Mientras tanto, en la lujosa mansión de la familia Hang, Alondra cruzó la puerta con el corazón acelerado.

Sabía que la tormenta estaba a punto de desatarse.

Hermes Hang, su esposo, la esperaba en el centro de la sala.

Su mirada azul era un océano congelado, sin rastro de calidez.

Alondra corrió hacia él con una sonrisa y se aferró a su cuello, pero el hombre la apartó con brusquedad.

El latido de la mujer se volvió errático.

—Mi amor… ¿Qué te pasa?

Entonces, sin previo aviso, Hermes la tomó por el cuello y apretó con fuerza.

Los ojos de Alondra se abrieron de par en par, llenos de pánico.

«¡Dios mío, él descubrió el desliz que cometí! ¡No debí ceder ante un deseo pasajero!», pensó desesperada.

—¡Fuiste infiel, Alondra!

Su tono era de puro veneno. Su ira era una bestia descontrolada.

De pronto, la soltó y arrojó un sobre contra ella.

Eran fotos.

Fotos de ella con otro hombre.

Su mundo se vino abajo.

—¡Es mentira! —sollozó, llevándose las manos al pecho—. ¡Me drogaron! Fue tu madrastra… ¡Ella quiere robarnos la herencia! Quiere que sus hijos lo hereden todo, y no tú, ni Rosa. No lo ves, Hermes… ¡Nos está manipulando!

Pero su esposo no se conmovió.

—¿Me engañaste, sí o no?

Alondra tragó saliva. Tembló.

—Fue un error… estaba ebria…

El rostro de Hermes se endureció.

—¡Quiero el divorcio!

Alondra sintió que la tierra bajo sus pies desaparecía.

—¡No, por favor! —suplicó, tomándolo de los brazos—. ¡No puedes dejarme!
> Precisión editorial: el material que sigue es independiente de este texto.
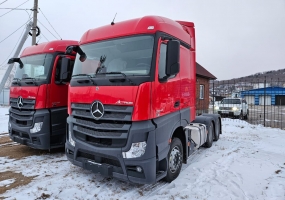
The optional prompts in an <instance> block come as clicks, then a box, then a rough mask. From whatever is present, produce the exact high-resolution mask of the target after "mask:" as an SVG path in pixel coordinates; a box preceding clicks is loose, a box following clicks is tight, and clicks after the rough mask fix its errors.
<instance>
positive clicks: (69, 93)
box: [64, 16, 221, 183]
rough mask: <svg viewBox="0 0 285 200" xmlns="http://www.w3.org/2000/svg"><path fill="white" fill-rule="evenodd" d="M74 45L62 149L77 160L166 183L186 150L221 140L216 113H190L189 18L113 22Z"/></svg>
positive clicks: (123, 176)
mask: <svg viewBox="0 0 285 200" xmlns="http://www.w3.org/2000/svg"><path fill="white" fill-rule="evenodd" d="M73 51H76V52H77V55H76V60H75V65H74V70H73V75H72V79H71V81H70V85H69V96H68V113H69V117H68V118H67V123H68V126H67V140H66V155H67V158H68V160H69V161H70V162H72V163H73V164H74V165H77V166H80V167H82V168H84V169H88V170H91V171H93V172H95V173H101V174H102V175H104V176H109V177H114V178H117V179H121V180H125V181H131V182H134V183H155V182H157V181H159V180H160V179H162V178H164V179H165V180H166V181H168V182H171V181H172V180H174V179H175V178H176V177H177V176H178V175H179V173H180V170H181V166H182V163H187V158H188V157H189V156H190V155H191V153H193V152H194V151H195V150H196V149H197V148H199V147H200V146H202V145H204V146H205V147H211V145H212V142H213V140H218V139H219V134H221V118H220V116H219V115H214V114H208V115H202V116H198V117H197V116H195V111H196V110H195V99H196V98H195V97H196V94H195V91H196V67H195V64H196V59H195V58H196V56H195V54H196V52H195V51H196V45H195V29H194V24H193V23H192V22H184V21H173V20H170V19H167V18H164V17H159V16H146V17H143V18H139V19H132V20H128V21H123V22H119V23H112V24H111V25H107V26H103V27H99V28H95V29H91V30H89V31H87V32H86V33H84V35H83V36H82V38H81V40H80V43H79V46H75V45H73V46H69V47H68V48H67V53H70V52H73ZM64 63H65V65H67V64H68V62H64Z"/></svg>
Pero él ya estaba por irse.

En un último intento, desesperada, le lanzó su última carta.

—¡Mi amor! Ya conseguí a la mujer que nos ayudará a tener un heredero. La orden de la familia es clara: en un año debes tener un hijo, no importa si es conmigo… o con otra mujer.

La mandíbula de Hermes se tensó.

—¿Qué estás diciendo?

Alondra sonrió con malicia, aun con lágrimas en el rostro.

—Conseguí a la mujer que llevará en su vientre a tu hijo.

El silencio fue sofocante.

Hermes la miró con una expresión de absoluto desprecio.